The Wall Street Journal reports:
The Pentagon has concluded that computer sabotage coming from another country can constitute an act of war, a finding that for the first time opens the door for the U.S. to respond using traditional military force.
The Pentagon’s first formal cyber strategy, unclassified portions of which are expected to become public next month, represents an early attempt to grapple with a changing world in which a hacker could pose as significant a threat to U.S. nuclear reactors, subways or pipelines as a hostile country’s military.
In part, the Pentagon intends its plan as a warning to potential adversaries of the consequences of attacking the U.S. in this way. “If you shut down our power grid, maybe we will put a missile down one of your smokestacks,” said a military official.
Recent attacks on the Pentagon’s own systems—as well as the sabotaging of Iran’s nuclear program via the Stuxnet computer worm—have given new urgency to U.S. efforts to develop a more formalized approach to cyber attacks. A key moment occurred in 2008, when at least one U.S. military computer system was penetrated. This weekend Lockheed Martin, a major military contractor, acknowledged that it had been the victim of an infiltration, while playing down its impact.
The Associated Press reports:
This cyber attack didn’t go after people playing war games on their PlayStations. It targeted a company that helps the U.S. military do the real thing.

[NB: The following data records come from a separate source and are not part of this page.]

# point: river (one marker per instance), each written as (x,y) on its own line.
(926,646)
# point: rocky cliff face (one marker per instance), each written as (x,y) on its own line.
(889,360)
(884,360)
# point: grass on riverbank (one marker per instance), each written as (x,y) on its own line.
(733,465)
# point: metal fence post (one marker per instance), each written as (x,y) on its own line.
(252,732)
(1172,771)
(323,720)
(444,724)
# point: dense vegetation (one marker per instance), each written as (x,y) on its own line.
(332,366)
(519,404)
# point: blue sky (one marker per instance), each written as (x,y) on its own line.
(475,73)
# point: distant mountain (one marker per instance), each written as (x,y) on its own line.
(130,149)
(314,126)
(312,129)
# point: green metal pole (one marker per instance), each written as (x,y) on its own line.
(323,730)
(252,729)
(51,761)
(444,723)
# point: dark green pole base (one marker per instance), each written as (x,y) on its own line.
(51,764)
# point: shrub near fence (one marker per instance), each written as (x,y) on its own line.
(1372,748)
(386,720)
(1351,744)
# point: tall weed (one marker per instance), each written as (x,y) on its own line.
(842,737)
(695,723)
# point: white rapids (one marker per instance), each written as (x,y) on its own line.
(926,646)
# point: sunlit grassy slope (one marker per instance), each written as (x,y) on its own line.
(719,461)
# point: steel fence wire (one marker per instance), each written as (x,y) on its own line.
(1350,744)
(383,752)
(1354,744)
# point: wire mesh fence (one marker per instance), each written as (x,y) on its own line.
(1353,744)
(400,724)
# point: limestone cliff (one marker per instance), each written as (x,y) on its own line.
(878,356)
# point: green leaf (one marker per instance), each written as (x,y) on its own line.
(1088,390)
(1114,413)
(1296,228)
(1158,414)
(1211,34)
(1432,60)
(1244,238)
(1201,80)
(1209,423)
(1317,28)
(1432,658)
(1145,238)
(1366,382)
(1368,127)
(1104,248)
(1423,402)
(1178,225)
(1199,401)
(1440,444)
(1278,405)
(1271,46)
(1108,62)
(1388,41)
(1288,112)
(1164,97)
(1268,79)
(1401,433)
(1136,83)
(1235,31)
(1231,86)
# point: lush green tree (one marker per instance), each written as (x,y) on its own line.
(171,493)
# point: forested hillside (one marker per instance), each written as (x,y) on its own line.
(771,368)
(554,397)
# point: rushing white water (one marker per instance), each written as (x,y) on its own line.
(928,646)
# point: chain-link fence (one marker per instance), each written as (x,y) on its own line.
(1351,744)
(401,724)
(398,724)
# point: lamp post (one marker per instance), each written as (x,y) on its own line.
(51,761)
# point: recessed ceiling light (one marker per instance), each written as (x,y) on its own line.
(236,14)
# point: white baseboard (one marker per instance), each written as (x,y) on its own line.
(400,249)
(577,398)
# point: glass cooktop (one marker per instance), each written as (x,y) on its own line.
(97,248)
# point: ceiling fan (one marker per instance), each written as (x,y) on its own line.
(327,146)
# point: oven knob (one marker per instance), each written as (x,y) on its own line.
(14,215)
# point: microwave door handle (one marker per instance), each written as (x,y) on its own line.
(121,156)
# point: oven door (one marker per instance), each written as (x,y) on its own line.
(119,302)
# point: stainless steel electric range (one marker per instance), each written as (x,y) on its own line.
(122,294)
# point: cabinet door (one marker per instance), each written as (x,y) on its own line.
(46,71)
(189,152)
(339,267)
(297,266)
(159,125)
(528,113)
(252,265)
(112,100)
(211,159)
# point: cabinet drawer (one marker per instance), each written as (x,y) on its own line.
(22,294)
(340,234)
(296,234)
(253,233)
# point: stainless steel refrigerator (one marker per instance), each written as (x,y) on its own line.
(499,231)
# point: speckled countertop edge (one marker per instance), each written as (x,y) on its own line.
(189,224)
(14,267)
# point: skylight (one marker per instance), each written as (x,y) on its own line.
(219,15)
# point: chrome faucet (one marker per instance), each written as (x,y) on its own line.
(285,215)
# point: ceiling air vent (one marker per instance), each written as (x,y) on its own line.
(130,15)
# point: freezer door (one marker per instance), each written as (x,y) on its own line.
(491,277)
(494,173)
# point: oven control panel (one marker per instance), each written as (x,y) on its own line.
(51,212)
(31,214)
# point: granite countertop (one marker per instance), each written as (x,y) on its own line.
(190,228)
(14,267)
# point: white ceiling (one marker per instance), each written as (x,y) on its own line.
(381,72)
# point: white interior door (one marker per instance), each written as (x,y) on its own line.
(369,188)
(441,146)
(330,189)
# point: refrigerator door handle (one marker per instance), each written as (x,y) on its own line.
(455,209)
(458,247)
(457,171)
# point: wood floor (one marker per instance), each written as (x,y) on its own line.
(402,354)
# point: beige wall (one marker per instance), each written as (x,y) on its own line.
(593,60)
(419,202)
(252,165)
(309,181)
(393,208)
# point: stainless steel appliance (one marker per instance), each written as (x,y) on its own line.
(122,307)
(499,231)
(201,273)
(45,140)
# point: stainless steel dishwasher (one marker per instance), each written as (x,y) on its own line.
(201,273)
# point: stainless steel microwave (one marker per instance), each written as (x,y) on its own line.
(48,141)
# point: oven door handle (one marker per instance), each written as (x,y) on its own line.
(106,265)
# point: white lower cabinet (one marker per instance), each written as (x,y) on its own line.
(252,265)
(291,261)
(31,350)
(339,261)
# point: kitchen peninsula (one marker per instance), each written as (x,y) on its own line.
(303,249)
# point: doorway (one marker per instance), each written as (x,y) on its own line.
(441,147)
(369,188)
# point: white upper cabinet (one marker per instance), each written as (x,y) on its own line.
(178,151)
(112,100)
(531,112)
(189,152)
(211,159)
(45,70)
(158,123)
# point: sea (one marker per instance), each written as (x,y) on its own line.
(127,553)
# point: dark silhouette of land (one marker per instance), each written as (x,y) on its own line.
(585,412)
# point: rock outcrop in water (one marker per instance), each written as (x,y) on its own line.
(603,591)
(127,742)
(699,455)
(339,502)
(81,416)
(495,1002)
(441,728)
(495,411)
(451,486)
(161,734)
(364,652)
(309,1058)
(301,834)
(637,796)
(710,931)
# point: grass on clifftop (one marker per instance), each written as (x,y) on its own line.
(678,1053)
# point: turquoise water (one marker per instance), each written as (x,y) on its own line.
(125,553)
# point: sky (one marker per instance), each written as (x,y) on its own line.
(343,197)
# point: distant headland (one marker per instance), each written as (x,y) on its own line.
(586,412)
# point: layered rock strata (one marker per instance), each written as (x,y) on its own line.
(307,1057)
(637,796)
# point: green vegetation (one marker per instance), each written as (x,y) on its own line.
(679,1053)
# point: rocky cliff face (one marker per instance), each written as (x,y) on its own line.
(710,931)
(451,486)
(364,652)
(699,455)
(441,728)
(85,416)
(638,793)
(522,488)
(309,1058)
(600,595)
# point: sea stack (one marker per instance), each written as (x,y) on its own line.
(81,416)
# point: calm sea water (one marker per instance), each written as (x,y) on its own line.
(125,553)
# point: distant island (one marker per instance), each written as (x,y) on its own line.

Lockheed Martin says it was the recent target of a “significant and tenacious” hack, although the defense contractor and the Department of Homeland Security insist the attack was thwarted before any critical data was stolen. The effort highlighted the fact that some hackers, including many working for foreign governments, set their sights on information far more devastating than credit card numbers.
Information security experts say a rash of cyber attacks this year — including a massive security breach at Sony Corp. last month that affected millions of PlayStation users — has emboldened hackers and made them more willing to pursue sensitive information.
“2011 has really lit up the boards in terms of data breaches,” said Josh Shaul, chief technology officer at Application Security, a New York-based company that is one of the largest database security software makers. “The list of targets just grows and grows.”